There was nothing I could do. I laid there as the tears flowed and everywhere was hurting. It was terribly difficult, the lowest and hardest I’ve fallen so far. It was then that I realised that no matter how many “highest points” I was having, each one getting better and better, I would always hit rock bottom, each time lower and deeper.
I felt as if God was against me. Yeah it’s foolish to say but believe me, as I was laying there hurting the whole time and crying, all I could do was beg. I was pleading and mumbling “god help me” and nothing changed. My hands were trembling and my heart was racing. My body was stone cold and I was shivering despite being all wrapped up under the sheets. I was breathless and lightheaded. I felt so destructive and I wanted so badly to end it, thinking that was the only way out.
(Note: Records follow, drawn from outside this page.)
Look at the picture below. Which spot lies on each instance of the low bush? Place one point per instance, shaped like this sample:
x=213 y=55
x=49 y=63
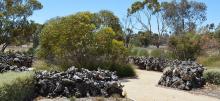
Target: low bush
x=16 y=86
x=123 y=70
x=162 y=53
x=212 y=76
x=138 y=52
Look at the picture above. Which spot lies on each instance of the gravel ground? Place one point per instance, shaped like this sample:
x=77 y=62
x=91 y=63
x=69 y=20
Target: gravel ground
x=144 y=88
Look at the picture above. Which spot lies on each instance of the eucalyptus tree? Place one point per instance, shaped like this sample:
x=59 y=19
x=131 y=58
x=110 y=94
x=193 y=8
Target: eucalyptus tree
x=14 y=19
x=183 y=16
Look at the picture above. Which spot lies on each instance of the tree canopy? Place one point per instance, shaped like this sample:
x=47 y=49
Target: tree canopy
x=13 y=18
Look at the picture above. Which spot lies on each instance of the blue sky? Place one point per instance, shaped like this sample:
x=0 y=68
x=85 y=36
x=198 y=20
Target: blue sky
x=54 y=8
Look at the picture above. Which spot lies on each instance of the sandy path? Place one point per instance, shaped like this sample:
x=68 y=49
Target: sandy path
x=145 y=88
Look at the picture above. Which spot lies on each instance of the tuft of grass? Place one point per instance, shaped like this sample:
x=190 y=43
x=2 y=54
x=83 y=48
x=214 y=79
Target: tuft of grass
x=136 y=51
x=212 y=76
x=17 y=86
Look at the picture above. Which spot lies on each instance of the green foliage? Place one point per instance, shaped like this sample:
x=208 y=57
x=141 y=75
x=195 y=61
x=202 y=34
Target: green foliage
x=157 y=53
x=16 y=86
x=123 y=70
x=210 y=61
x=185 y=46
x=107 y=18
x=183 y=15
x=136 y=51
x=78 y=40
x=212 y=76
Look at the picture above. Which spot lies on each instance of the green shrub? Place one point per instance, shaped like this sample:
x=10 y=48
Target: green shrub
x=123 y=70
x=212 y=76
x=16 y=86
x=138 y=52
x=157 y=53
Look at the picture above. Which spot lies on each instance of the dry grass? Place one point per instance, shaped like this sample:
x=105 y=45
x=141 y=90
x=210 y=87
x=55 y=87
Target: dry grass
x=209 y=61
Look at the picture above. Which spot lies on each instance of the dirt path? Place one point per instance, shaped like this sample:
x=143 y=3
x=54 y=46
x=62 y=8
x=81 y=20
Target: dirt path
x=145 y=88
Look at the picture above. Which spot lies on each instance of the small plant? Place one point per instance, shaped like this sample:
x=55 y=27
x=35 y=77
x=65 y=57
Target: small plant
x=212 y=76
x=16 y=86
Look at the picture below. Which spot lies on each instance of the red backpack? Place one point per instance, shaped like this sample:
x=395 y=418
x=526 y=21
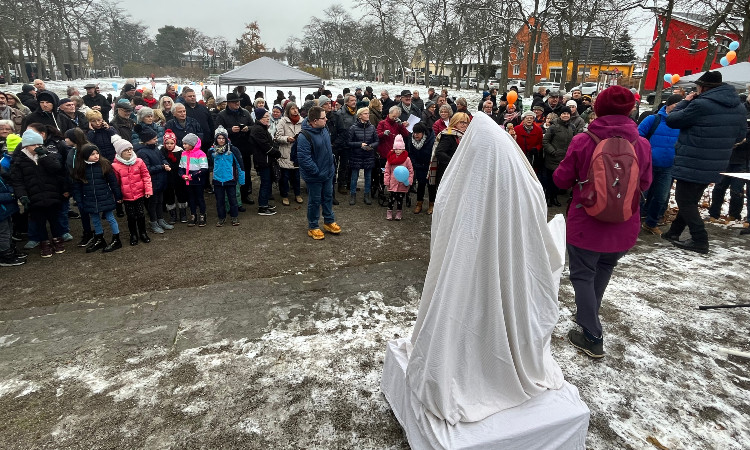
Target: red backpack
x=611 y=192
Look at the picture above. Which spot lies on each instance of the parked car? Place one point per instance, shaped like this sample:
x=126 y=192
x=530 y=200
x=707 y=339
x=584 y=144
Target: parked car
x=587 y=88
x=549 y=85
x=519 y=84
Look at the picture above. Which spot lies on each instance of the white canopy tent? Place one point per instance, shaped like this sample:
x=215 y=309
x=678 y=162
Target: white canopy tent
x=737 y=75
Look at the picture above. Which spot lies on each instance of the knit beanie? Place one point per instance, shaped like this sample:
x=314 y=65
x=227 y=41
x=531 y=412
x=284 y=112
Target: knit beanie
x=615 y=100
x=120 y=144
x=12 y=141
x=398 y=143
x=31 y=137
x=169 y=136
x=191 y=139
x=144 y=112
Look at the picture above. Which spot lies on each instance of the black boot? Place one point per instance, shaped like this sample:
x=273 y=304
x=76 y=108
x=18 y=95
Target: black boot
x=142 y=230
x=133 y=230
x=97 y=244
x=86 y=239
x=114 y=245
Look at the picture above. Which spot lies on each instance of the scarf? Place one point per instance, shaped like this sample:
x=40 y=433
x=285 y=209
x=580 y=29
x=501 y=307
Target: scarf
x=397 y=160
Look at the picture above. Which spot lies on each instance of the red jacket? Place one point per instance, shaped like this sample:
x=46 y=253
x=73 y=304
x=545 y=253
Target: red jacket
x=528 y=141
x=386 y=142
x=135 y=181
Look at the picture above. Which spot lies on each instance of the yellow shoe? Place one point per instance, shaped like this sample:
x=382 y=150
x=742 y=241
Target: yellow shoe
x=332 y=228
x=316 y=234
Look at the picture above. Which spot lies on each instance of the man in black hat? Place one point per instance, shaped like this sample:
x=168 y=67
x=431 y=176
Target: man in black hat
x=237 y=121
x=407 y=108
x=711 y=123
It was like that for 4 hours. I broke at the 3rd, when I finally tried to find a form of refuge, something that would ease the pain. But right after, was when for the very first time, my heart burned more than the open wounds did. It was like a slap in the face, a shout into the void, telling me I should just lay there and deal with it. It was the most I’ve bled so far. I might’ve disappointed many but I hope they understand and recognise the fact that I held on as long as I could. Those 3 hours weren’t easy.
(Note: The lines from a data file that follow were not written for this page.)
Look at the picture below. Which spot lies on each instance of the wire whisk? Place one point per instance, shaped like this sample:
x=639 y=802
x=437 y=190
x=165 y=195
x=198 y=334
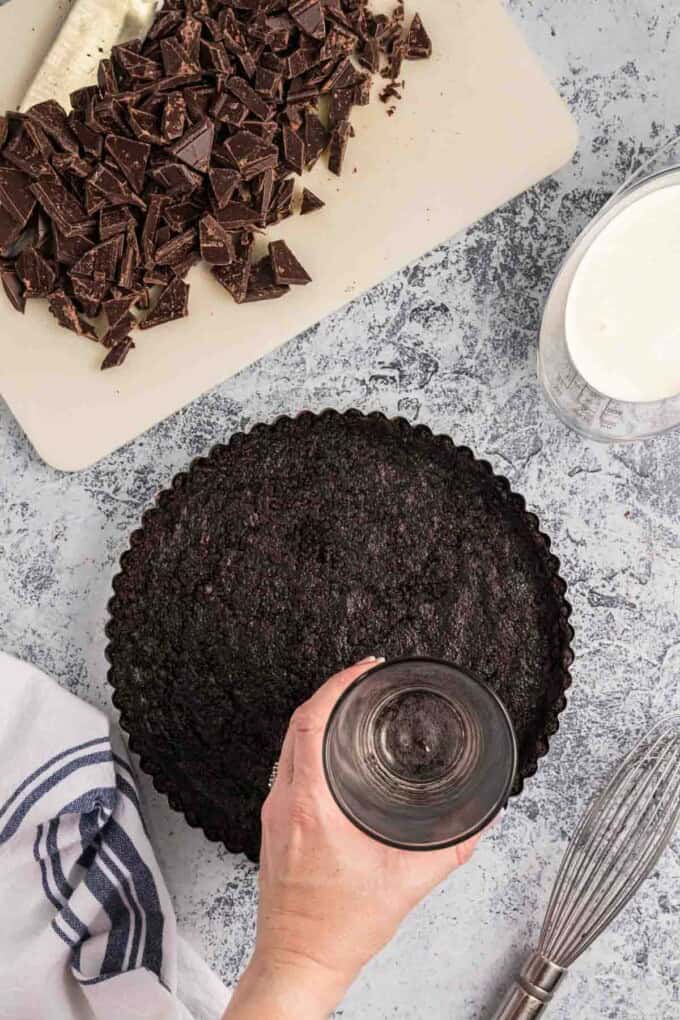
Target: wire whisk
x=616 y=846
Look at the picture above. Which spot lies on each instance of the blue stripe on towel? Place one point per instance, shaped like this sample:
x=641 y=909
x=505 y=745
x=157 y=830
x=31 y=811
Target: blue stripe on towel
x=109 y=897
x=124 y=882
x=52 y=852
x=145 y=885
x=52 y=761
x=49 y=783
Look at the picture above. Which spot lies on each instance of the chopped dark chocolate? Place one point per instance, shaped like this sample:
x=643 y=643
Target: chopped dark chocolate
x=177 y=248
x=310 y=202
x=117 y=354
x=132 y=157
x=185 y=148
x=261 y=284
x=234 y=276
x=294 y=150
x=250 y=154
x=15 y=195
x=216 y=242
x=195 y=146
x=67 y=315
x=337 y=149
x=13 y=289
x=174 y=116
x=316 y=137
x=59 y=205
x=308 y=14
x=37 y=273
x=285 y=267
x=418 y=43
x=342 y=101
x=223 y=184
x=113 y=221
x=172 y=304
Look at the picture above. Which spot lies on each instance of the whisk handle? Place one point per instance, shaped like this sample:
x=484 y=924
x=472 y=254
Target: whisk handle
x=532 y=990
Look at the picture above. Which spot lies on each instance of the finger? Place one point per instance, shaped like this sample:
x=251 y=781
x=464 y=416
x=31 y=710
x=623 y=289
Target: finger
x=311 y=719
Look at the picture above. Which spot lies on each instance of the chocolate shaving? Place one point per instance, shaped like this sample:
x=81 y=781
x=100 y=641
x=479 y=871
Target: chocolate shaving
x=418 y=43
x=117 y=354
x=67 y=315
x=37 y=273
x=216 y=243
x=261 y=284
x=310 y=202
x=223 y=184
x=13 y=290
x=185 y=148
x=285 y=267
x=172 y=304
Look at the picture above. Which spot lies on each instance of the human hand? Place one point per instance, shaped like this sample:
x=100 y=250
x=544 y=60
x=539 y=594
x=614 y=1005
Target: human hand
x=330 y=897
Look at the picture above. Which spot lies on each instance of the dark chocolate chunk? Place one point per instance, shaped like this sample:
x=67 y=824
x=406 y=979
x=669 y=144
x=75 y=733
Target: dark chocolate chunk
x=107 y=79
x=172 y=304
x=177 y=248
x=316 y=137
x=195 y=146
x=250 y=154
x=216 y=243
x=67 y=315
x=145 y=126
x=136 y=65
x=285 y=267
x=249 y=97
x=132 y=259
x=102 y=260
x=261 y=284
x=268 y=83
x=13 y=289
x=418 y=43
x=233 y=277
x=310 y=202
x=132 y=157
x=294 y=150
x=175 y=58
x=10 y=232
x=37 y=273
x=15 y=195
x=237 y=215
x=174 y=116
x=114 y=221
x=112 y=188
x=117 y=354
x=337 y=149
x=91 y=143
x=90 y=293
x=342 y=101
x=176 y=179
x=68 y=250
x=180 y=215
x=308 y=14
x=223 y=184
x=54 y=122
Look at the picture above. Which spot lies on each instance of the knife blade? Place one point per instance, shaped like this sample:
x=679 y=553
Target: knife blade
x=92 y=28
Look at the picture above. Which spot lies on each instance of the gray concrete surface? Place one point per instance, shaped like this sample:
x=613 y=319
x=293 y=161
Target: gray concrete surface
x=450 y=341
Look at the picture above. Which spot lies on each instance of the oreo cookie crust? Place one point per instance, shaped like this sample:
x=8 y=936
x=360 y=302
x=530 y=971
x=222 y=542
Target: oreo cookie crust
x=298 y=549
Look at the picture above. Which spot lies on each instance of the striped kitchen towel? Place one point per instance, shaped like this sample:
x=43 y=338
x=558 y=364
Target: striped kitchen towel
x=87 y=927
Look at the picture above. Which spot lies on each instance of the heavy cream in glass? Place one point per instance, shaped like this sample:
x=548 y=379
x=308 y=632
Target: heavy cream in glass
x=623 y=309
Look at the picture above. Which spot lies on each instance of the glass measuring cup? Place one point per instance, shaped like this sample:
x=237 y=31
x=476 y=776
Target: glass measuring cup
x=574 y=400
x=419 y=755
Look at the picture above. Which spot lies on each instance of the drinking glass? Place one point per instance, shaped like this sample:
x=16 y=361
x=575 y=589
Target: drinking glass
x=578 y=404
x=419 y=755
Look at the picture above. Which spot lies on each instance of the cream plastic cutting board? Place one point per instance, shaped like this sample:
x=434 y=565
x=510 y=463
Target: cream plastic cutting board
x=478 y=123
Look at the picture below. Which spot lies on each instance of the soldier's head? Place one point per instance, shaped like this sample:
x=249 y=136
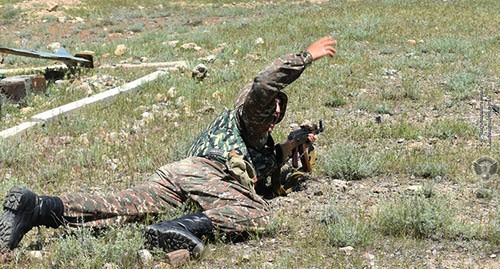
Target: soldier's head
x=281 y=96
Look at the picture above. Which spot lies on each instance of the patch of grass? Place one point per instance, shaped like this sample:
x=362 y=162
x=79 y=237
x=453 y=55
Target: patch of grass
x=349 y=162
x=428 y=168
x=451 y=128
x=347 y=227
x=118 y=246
x=418 y=217
x=334 y=100
x=9 y=13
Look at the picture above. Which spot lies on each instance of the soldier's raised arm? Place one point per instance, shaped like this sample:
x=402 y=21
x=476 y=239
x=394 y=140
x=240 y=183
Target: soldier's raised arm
x=256 y=103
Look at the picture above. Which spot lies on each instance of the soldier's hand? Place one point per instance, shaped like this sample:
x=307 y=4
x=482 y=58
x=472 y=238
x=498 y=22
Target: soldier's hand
x=323 y=47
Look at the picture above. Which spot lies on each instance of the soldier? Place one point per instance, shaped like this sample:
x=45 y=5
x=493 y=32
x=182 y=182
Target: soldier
x=227 y=160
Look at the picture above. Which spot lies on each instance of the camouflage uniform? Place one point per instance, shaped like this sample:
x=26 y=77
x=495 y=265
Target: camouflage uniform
x=203 y=177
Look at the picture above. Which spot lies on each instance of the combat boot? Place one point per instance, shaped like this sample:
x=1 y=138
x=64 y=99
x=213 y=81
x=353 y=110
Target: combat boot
x=23 y=210
x=181 y=233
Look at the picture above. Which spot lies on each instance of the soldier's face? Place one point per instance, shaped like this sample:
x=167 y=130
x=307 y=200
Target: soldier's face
x=277 y=114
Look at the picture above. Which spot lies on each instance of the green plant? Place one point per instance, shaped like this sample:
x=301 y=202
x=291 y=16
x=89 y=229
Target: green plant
x=349 y=162
x=418 y=216
x=347 y=227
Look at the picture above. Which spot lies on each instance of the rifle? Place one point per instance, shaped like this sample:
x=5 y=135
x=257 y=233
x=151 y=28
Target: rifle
x=300 y=136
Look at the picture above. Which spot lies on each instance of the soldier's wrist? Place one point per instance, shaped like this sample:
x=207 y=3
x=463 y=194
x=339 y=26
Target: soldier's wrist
x=306 y=57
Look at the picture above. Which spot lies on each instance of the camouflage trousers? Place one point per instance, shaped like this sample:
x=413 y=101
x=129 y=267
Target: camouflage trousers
x=231 y=206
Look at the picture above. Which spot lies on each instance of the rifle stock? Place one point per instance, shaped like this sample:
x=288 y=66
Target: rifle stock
x=302 y=150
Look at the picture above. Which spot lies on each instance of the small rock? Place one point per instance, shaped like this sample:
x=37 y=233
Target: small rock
x=120 y=50
x=36 y=254
x=52 y=7
x=379 y=190
x=171 y=92
x=414 y=188
x=172 y=43
x=347 y=250
x=178 y=257
x=217 y=95
x=199 y=72
x=496 y=108
x=54 y=46
x=209 y=59
x=26 y=110
x=206 y=110
x=145 y=257
x=369 y=256
x=147 y=115
x=259 y=41
x=190 y=46
x=110 y=265
x=245 y=258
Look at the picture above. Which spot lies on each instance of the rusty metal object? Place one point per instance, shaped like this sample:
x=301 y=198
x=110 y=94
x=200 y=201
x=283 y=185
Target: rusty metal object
x=83 y=59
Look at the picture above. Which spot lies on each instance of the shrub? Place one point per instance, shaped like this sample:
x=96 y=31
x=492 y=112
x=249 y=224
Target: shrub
x=349 y=162
x=418 y=217
x=347 y=229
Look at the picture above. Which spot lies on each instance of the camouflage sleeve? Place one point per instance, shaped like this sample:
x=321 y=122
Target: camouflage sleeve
x=256 y=102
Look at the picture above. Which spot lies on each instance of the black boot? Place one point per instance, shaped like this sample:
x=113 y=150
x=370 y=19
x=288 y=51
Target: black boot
x=23 y=210
x=181 y=233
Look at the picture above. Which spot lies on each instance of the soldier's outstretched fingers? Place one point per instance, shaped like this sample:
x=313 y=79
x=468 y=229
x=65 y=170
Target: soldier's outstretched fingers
x=322 y=47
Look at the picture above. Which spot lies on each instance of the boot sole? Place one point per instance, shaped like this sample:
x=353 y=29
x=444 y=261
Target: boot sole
x=12 y=204
x=173 y=240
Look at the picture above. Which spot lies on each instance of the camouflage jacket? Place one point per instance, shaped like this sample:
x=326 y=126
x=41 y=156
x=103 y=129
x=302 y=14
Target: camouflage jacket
x=245 y=128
I’ve been clean for months now, was experiencing many “highs” and it was obvious to all, as I didn’t get by each day just waiting for the next day to come. I actually had so much hope and was really thankful for everything. Little did I know, it was all a trap. It’s amazing how far down someone can fall after climbing so high up. I have no doubt there’ll be more of these to come. Nevertheless, the past few months were the longest I’ve lasted and I’ll take it.
The one comforting thing is the calm after a storm, when there’s finally peace and quiet, and you’re finally you again.